Former Nationals senator Ron Boswell, who successfully fended off a One Nation attack in 2001, has warned Prime Minister Malcolm Turnbull of the risks of cosying up to the party.

But as soon as One Nation cut a deal with the Liberals, its loyal followers jumped off the bandwagon, because Pauline Hanson's party underestimated how much it would rankle people.

The preference deal between One Nation and the WA Liberal party has also been highlighted as a factor in the minor party's poor showing, with even Senator Hanson describing it as "a mistake" on Saturday night.

QUT political science Professor Clive Bean said while the party would be disappointed with that result, Queensland remains a strong state for One Nation, and it couldn't be written off for the upcoming Queensland election.

Pauline Hanson's One Nation polled a little more than 8 per cent of the vote in the seats it ran candidates, but across the board in the lower house it received only 4.7 per cent of the vote.

Before the vote, the governing Liberal party ditched its traditional allies to strike a deal with Hanson's party to swap preferences - a measure in Australia's voting system created to help both parties increase their presence in the new parliament.

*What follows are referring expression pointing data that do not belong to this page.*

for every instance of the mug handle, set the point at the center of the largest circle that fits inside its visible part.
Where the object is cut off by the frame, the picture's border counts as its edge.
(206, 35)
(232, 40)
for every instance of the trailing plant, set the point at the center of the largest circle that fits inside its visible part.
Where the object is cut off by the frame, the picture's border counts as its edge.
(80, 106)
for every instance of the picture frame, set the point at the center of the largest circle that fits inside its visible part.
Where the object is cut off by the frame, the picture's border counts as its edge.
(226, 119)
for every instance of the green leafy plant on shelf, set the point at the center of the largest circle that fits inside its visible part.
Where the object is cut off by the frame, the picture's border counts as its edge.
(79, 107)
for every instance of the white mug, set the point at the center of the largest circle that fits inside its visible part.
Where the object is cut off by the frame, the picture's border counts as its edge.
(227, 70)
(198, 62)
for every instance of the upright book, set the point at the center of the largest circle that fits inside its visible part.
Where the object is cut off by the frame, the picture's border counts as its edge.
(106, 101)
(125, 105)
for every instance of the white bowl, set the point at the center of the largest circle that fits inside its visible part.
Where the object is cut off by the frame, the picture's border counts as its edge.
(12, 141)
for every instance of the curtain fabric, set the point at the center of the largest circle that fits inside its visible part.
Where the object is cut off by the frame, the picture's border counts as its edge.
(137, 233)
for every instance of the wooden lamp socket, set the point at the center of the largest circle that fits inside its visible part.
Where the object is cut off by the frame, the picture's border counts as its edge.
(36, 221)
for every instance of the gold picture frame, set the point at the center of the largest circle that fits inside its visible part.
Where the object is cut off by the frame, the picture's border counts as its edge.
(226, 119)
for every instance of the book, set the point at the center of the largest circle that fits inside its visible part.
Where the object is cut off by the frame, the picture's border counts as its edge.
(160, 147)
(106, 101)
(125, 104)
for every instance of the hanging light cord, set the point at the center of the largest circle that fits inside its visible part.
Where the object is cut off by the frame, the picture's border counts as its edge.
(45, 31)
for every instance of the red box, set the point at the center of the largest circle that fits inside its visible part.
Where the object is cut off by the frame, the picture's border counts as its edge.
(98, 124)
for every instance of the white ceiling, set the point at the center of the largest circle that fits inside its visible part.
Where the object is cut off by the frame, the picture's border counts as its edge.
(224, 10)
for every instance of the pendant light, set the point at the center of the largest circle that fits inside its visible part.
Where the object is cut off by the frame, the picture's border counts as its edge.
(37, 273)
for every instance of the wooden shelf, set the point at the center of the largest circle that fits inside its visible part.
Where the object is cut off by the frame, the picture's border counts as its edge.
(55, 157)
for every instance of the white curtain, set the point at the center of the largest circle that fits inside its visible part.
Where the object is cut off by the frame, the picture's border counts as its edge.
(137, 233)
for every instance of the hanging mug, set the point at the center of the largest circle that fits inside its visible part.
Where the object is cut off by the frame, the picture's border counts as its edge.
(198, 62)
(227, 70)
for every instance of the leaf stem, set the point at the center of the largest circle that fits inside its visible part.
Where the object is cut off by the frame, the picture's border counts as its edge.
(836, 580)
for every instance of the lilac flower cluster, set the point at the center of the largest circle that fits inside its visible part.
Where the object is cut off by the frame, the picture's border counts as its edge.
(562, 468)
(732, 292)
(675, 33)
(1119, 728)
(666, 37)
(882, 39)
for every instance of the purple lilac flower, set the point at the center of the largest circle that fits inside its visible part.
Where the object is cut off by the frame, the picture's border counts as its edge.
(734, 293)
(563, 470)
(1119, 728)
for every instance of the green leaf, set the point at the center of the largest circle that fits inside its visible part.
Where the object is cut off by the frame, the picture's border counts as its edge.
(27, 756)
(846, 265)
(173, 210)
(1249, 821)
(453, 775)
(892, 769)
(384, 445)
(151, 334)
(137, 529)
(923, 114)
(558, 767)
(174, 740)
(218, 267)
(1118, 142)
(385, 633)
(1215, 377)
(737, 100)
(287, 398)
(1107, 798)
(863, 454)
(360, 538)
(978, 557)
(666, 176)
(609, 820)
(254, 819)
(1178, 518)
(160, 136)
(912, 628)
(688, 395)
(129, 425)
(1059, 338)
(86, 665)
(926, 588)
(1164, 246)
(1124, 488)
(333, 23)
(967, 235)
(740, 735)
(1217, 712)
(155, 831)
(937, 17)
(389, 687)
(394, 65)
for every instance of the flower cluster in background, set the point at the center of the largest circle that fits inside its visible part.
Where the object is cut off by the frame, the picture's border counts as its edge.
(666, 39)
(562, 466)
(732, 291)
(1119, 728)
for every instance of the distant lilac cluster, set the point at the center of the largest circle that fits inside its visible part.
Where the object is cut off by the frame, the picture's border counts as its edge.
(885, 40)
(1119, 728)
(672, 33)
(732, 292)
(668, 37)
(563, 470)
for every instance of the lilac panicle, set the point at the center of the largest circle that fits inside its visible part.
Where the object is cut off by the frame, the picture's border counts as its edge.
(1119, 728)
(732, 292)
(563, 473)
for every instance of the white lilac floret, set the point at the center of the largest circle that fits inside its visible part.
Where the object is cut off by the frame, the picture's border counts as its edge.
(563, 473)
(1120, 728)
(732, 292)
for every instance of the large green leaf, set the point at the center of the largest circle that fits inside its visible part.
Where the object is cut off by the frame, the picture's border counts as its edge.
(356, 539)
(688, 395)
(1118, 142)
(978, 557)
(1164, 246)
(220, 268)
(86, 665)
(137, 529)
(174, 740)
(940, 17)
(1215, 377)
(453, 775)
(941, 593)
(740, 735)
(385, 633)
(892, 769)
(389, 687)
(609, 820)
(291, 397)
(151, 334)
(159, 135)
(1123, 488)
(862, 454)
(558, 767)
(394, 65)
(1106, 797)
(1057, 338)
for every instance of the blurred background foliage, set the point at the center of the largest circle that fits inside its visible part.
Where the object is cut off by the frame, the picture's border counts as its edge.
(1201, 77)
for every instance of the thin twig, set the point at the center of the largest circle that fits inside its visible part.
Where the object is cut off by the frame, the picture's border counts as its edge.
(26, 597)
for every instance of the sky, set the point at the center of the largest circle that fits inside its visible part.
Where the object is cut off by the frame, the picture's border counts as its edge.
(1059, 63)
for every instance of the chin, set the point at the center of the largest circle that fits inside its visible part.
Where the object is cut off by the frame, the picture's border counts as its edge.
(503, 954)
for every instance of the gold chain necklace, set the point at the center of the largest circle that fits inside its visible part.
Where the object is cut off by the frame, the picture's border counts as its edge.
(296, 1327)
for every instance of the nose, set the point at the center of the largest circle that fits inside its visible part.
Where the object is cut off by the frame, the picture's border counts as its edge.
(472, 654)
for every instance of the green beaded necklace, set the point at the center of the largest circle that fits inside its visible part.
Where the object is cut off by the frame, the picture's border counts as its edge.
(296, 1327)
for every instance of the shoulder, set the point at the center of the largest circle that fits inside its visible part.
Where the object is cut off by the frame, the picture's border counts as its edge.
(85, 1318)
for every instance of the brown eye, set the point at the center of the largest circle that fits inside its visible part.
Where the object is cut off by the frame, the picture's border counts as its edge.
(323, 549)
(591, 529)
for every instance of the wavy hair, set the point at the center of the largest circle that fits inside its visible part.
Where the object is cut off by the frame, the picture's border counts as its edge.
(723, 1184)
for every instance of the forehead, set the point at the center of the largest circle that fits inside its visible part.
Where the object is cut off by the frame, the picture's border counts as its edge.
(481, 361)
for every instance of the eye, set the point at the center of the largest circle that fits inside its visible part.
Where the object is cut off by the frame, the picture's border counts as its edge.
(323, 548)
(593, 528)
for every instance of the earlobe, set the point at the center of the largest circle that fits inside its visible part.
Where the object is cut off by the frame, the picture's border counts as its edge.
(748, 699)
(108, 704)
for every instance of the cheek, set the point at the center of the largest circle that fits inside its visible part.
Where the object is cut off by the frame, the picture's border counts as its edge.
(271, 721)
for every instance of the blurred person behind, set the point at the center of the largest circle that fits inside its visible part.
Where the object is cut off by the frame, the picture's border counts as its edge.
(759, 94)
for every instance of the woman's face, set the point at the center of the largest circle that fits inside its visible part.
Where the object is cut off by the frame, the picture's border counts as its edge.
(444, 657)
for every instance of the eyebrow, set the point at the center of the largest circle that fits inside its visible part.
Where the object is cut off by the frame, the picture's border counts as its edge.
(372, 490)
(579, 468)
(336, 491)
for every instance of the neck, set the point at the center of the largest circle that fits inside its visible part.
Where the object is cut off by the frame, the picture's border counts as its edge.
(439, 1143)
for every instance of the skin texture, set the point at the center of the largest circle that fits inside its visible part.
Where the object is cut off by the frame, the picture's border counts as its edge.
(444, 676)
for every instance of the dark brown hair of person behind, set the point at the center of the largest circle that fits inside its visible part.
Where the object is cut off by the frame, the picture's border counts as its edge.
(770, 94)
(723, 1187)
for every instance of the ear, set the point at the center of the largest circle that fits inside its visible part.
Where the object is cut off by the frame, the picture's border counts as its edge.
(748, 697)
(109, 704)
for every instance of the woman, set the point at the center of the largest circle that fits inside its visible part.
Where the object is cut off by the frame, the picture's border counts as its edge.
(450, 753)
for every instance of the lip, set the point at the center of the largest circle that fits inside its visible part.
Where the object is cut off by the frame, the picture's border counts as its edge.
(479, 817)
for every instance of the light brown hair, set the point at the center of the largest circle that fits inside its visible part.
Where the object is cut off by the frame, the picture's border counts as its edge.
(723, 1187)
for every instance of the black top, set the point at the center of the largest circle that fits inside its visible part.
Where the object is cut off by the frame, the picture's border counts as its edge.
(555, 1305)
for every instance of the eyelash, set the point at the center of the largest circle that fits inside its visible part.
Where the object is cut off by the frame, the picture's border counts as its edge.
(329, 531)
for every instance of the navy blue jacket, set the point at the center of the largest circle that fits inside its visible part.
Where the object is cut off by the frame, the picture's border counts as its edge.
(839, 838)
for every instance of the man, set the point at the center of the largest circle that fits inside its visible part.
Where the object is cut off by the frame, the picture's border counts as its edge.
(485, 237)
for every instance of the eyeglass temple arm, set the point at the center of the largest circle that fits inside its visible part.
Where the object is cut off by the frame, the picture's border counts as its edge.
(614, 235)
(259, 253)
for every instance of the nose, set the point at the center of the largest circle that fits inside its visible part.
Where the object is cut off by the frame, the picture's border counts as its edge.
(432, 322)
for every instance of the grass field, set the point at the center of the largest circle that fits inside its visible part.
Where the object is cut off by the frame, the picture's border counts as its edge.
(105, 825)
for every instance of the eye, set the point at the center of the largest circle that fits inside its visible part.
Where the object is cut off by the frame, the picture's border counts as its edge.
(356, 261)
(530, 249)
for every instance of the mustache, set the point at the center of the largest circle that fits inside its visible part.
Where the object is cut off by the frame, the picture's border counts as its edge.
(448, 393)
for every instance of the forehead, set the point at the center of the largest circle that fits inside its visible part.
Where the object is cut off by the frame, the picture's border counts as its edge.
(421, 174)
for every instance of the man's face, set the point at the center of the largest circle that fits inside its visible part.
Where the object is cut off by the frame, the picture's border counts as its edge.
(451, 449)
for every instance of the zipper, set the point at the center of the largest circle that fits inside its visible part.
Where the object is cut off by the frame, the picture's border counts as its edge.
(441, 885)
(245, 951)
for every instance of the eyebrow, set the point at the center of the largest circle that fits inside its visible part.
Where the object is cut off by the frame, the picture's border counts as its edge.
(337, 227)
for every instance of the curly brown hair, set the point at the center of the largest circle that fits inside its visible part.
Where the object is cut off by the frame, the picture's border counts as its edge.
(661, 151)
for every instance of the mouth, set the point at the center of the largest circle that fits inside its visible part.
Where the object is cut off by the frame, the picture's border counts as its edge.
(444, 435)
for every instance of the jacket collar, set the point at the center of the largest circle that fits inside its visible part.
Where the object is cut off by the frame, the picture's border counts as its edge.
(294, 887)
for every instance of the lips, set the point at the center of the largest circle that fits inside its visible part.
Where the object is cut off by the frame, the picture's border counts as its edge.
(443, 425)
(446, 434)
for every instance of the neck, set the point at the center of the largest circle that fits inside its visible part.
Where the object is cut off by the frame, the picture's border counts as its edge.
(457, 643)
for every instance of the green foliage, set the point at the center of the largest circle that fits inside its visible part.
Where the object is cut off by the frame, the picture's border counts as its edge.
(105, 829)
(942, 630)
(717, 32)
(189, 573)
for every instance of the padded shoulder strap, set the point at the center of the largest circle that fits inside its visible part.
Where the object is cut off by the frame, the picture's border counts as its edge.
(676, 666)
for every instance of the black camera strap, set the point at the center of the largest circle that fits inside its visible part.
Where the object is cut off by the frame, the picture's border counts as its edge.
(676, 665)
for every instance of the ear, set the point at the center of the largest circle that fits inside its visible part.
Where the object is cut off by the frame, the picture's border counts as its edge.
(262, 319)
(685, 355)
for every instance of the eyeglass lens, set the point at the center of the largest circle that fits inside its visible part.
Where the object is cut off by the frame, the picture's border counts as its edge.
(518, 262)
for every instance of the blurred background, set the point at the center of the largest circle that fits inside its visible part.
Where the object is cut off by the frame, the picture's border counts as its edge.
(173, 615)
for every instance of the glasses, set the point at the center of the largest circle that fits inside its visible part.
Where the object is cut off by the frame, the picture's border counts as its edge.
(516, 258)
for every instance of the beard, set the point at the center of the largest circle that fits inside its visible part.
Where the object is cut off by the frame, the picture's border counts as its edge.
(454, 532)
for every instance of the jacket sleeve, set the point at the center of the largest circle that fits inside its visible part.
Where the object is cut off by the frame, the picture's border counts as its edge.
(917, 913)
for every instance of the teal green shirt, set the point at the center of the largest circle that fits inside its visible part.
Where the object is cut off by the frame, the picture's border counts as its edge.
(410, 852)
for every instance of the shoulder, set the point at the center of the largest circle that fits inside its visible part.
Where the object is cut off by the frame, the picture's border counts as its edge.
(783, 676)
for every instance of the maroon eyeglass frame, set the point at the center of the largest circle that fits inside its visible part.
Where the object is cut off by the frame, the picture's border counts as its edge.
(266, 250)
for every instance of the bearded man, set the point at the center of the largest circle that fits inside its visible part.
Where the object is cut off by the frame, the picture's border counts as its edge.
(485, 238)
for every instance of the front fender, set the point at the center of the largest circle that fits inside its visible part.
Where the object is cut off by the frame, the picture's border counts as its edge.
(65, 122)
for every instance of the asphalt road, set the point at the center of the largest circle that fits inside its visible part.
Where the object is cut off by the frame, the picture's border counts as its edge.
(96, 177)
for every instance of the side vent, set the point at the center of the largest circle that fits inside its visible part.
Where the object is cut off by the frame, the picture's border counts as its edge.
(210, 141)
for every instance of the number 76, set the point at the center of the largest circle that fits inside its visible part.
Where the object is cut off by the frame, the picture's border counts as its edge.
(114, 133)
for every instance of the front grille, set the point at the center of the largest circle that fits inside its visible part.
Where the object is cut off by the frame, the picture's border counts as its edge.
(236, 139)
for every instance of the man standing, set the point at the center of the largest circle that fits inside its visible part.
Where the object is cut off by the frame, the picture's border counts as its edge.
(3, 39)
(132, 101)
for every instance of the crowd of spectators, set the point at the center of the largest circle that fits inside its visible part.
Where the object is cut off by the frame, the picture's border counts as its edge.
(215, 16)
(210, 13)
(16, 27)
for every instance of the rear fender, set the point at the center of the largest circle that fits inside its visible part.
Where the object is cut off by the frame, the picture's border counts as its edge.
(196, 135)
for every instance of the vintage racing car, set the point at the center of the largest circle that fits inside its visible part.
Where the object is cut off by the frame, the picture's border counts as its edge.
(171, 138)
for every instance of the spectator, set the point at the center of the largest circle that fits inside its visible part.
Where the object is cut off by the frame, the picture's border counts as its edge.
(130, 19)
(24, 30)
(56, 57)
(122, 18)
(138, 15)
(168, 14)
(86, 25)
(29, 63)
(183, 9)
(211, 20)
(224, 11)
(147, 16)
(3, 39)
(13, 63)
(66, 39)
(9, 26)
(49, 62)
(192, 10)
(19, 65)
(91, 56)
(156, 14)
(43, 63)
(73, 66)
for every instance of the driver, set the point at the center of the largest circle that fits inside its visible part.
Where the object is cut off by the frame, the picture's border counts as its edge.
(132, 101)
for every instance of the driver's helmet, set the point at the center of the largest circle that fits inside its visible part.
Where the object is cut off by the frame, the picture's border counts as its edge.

SYDNEY-The global rise of nationalist politics suffered a setback in the heart of Australia's mining belt, as an anti-immigrant party won fewer votes than expected in state elections, contributing to a crushing loss for the government. We've just got registered and we got 50 candidates to stand. "Their preferences went there before One Nation".

The surge of One Nation was happening because voters were feeling disenfranchised and fed up with the two major political parties.

However Mr Nicholls repeated his party's commitment to preference at the next election on a seat-by-seat basis.

Acting Queensland Premier Jackie Trad said Labor has ruled out any preference deals with One Nation, and Opposition Leader Tim Nicholls should do the same.

"All the imbroglio with regards to preferences means people start to over-assess and exaggerate what they think the support is of their new partner and they also just confuse their constituencies", he said. The center-left party now controls six of the country's eight states and territories.

- with Matthew Knott and Fergus Hunter.